Selasa, 25 Desember 2012

Ekobiologi Ikan Pari (Dasyatis sp.)



1.     GAMBARAN UMUM IKAN PARI Dasyatis sp.

Ikan pari (rays) termasuk ke dalam sub kelas elasmobrancii (ikan bertulang rawan). Ikan ini dikenal sebagai ikan batoid, yaitu sekelompok ikan bertulang rawan yang mempunyai ekor seperti cambuk. Ikan ini diperkirakan memiliki lebih dari 300 spesies dan bersifat kosmopolitan di laut (Bond 1979). Distribusi geografis ikan pari sangat luas. Ikan pari ditemukan di perairan tropis, subtropis (beriklim sedang), dan perairan antartika yang dingin.
Berikut klasifikasi ikan pari Dasyatis sp.
Kingdom    : Animalia
Filum          : Chordata
Kelas          : Chondrichthyes
Subkelas     : Elasmobranchii
Ordo           : Myliobatiformes
Famili         : Dasyatidae
Genus         : Dasyatis
Beberapa spesies dari genus Dasyatis   antara lain: D. americana, D. imbricatus, D kuhlii, D. lata, D. longa, D. margarita, D. bennetti, D. brevicaudatus, D. sabina, D. centroura, D. chrysonota, D. marmorata, D. pastinaca, D. margarita, D. margaritella, D. rudis, D. thetidis (Schwartz 2007; Jerez et al. 2011).
Ikan yang relatif lebih datar dibandingkan hiu ini, mempunyai bentuk tubuh gepeng melebar (depressed). Sepasang sirip dada (pectoral fins) yang melebar dan menyatu dengan sisi kiri-kanan kepalanya, membuat tampak atas dan tampak bawah ikan ini terlihat bundar atau oval. Lebar ukuran tubuh ini umumnya dijadikan sebagai acuan untuk melihat pola pertumbuhan dan ukuran saat kematangan gonad (Schwartz 2007; Henningsen & Leaf 2010). Ikan pari umumnya mempunyai ekor yang sangat berkembang, berukuran panjang dan menyerupai cemeti. Berikut pada gambar 1 dan 2 disajikan morfologi ikan pari Dasyatis sp.

 
Gambar 1. Morfologi ikan pari Dasyatis kuhlii.
Tampak dorsal (A) dan tampak lateral (B)
(Sumber:  Theiss et al. 2007)


              
 
Gambar 2. Morfologi ikan pari Dasyatis longa
Tampak ventral (kiri) dan dorsal (kanan)
(Sumber: discoverlife.org)


Ikan pari memiliki celah insang, mulut, anus, serta klasper yang terletak disisi ventral kepala.
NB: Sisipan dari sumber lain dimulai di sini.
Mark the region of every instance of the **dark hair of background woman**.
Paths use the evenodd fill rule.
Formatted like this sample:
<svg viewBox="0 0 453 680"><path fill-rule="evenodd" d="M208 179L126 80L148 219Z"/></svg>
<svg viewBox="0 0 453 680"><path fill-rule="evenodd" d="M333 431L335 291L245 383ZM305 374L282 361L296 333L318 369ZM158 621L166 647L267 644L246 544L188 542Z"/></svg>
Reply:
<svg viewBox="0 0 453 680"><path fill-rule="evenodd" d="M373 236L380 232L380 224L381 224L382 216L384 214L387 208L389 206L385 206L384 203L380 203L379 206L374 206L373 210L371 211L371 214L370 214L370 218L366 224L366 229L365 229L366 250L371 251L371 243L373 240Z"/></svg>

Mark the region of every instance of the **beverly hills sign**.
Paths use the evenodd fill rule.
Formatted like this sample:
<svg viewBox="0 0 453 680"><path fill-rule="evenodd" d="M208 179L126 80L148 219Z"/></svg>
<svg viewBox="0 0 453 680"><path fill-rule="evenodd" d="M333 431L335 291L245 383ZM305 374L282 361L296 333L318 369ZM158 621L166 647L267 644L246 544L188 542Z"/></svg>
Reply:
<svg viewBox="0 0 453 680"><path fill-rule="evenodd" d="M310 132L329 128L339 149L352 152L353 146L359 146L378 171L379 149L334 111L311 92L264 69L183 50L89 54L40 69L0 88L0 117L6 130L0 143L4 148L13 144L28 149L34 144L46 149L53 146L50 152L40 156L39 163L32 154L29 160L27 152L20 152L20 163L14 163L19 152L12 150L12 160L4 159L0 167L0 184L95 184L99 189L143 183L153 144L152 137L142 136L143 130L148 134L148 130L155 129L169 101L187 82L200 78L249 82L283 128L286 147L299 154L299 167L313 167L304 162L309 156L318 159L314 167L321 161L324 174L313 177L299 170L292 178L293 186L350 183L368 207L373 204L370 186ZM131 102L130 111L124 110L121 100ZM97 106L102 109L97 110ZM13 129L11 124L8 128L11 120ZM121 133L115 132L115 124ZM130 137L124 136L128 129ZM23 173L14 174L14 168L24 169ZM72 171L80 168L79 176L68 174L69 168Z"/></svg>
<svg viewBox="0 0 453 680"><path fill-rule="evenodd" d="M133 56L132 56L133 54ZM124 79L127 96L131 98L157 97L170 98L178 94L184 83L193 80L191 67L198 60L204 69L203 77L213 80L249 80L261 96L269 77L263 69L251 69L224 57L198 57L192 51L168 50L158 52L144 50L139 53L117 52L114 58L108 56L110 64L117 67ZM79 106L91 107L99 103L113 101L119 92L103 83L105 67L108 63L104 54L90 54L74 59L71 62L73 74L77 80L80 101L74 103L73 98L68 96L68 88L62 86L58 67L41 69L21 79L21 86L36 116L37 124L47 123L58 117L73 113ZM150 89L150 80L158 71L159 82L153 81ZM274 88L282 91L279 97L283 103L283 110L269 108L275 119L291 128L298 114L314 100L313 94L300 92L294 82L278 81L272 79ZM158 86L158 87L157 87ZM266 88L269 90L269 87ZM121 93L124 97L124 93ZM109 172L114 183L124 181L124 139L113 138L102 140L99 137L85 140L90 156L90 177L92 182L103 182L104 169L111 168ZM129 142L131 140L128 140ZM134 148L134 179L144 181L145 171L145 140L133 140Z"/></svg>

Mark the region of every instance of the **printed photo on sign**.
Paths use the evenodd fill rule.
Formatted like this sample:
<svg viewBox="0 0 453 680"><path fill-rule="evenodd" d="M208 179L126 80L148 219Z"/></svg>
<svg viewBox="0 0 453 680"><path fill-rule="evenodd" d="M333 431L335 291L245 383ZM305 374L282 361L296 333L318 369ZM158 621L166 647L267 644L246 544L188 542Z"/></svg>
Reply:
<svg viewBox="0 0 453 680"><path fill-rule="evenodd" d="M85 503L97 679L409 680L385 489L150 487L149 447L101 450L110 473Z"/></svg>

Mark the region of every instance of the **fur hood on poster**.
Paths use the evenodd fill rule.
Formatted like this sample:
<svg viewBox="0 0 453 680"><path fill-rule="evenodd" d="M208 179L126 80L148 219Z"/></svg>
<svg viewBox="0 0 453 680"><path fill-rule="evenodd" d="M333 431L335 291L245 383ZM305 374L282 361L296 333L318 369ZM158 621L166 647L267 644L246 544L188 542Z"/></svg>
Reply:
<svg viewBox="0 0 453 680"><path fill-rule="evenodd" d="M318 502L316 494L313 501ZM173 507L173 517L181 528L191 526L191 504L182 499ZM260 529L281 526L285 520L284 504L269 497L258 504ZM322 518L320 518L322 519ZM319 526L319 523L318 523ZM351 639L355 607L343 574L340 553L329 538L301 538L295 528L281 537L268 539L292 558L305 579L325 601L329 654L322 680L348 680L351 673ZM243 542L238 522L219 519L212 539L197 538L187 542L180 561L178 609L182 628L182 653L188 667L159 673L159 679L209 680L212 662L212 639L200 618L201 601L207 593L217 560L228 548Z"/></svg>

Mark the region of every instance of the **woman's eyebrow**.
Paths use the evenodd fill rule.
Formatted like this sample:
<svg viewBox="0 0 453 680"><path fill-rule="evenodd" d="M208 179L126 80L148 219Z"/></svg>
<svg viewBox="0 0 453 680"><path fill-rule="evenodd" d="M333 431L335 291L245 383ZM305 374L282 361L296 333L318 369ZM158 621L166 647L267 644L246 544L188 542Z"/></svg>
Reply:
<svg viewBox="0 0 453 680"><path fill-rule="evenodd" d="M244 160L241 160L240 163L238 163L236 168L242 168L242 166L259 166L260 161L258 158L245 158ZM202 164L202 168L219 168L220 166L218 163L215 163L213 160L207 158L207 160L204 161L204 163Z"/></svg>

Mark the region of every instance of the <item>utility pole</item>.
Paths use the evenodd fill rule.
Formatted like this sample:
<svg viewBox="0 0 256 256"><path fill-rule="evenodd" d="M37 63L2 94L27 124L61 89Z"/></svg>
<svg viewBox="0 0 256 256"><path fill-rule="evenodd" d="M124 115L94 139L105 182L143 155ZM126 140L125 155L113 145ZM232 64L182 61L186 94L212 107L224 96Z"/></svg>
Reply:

Bentuk ekor seperti cambuk pada beberapa spesies dengan sebuah atau lebih duri tajam di bagian ventral dan dorsal. Ekor ikan pari pada beberapa spesies dilengkapi duri penyengat yang mengandung racun sehingga disebut stingrays. Mata ikan pari umumnya terletak pada kepala bagian samping. Posisi dan bentuk mulutnya terminal. Alat pernapasan berupa celah insang (gill openings atau gill slits), berjumlah 5-6 pasang. Posisi celah insang berada di dekat mulut pada bagian ventral.
Ukuran ikan pari dewasa bervariasi. Ikan pari yang berukuran relatif kecil memiliki panjang 10 cm dan lebar 5 cm.  Ikan pari terbesar, dikenal juga pari manta, berukuran panjang  700 cm, lebar 610 cm, dan berat 1-3 ton (Bond 1979).

 
Gambar 3. Ikan pari raksasa (Manta birostris)
(Sumber: Wikipedia.org)



2.     EKOLOGI Dasyatis sp.

Ikan pari (famili Dasyatidae) mempunyai variasi habitat yang sangat luas dengan pola sebaran yang unik. Daerah sebaran ikan pari adalah perairan pantai dan kadang masuk ke daerah pasang surut.  Dasyatis sp. banyak ditemukan pada habitat dasar di perairan pesisir (Schwartz 2007).  Habitat ikan pari ini berada di dasar perairan berlumpur, lumpur berpasir, tanah keras, bahkan yang berbatu atau koral.
 Dasyatis pastinaca merupakan salah satu contoh ikan pari yang hidup di perairan dengan substrat lumpur atau pasir dan kadang-kadang memasuki periran dengan substrat batu karang atau ke daerah estuari. Beberapa jenis ikan pari tidak hidup di dasar perairan, melainkan di zona epipelagis, misalnya dari genus Manta. Dasyatis longa memiliki habitat di daerah estuari dengan dasar lumpur atau pasir  minimal pada kedalaman 100 m dibawah permukaan air laut (Garcia et al. 2012).
Perubahan ontogeni juga berpengaruh terhadap habitat Dasyatis sp.  Garcia et al. (2012) menjelaskan bahwa pada saat juvenile, Dasyatis longa akan hidup di habitat dasar berlumpur, ketika dewasa beralih ke dasar dengan substrat berbatu-batu. Jerez et al. (2011) mengungkapkan bahwa D. centroura dan D. pastinaca  banyak ditemukan di sekitar area budidaya ikan di pesisir.
Beberapa speseis Dasyatis umumnya akan memasuki air tawar di area Amerika utara bagian tenggara walaupun tidak sampai menembus ke hulu (Berra 2001).  D. sabina atau yang lebih dikenal dengan sebutan Atlantic stingrays mampu mentolerir variasi salinitas dan dapat masuk ke air tawar. Hal ini telah dilaporkan berdasarkan penelitian di sungai Missisipi, danau Pontchartrain, dan sungai St. Johns. Spesies ini umumnya memiliki habitat di pesisir dangkal dengan dasar berpasir atau berlumpur. Menyukai suhu perairan 15°C dan dapat mentolelir hingga suhu 30°C.
Beberapa Dasyatis tropis hanya ditemukan di perairan tawar Asia, Afrika, Papua New Guinea, dan Australia. Selain itu terdapat pula D. garouaensis yang merupakan pari endemik dari perairan tawar Afrika, D. ukpam  dari persilangan sungai di Nigeria (sungai Ogowe dan sungai Congo), serta D. laosensis spesies endemik dari sungai Mekong, perbatasan antara Laos dan Thailand.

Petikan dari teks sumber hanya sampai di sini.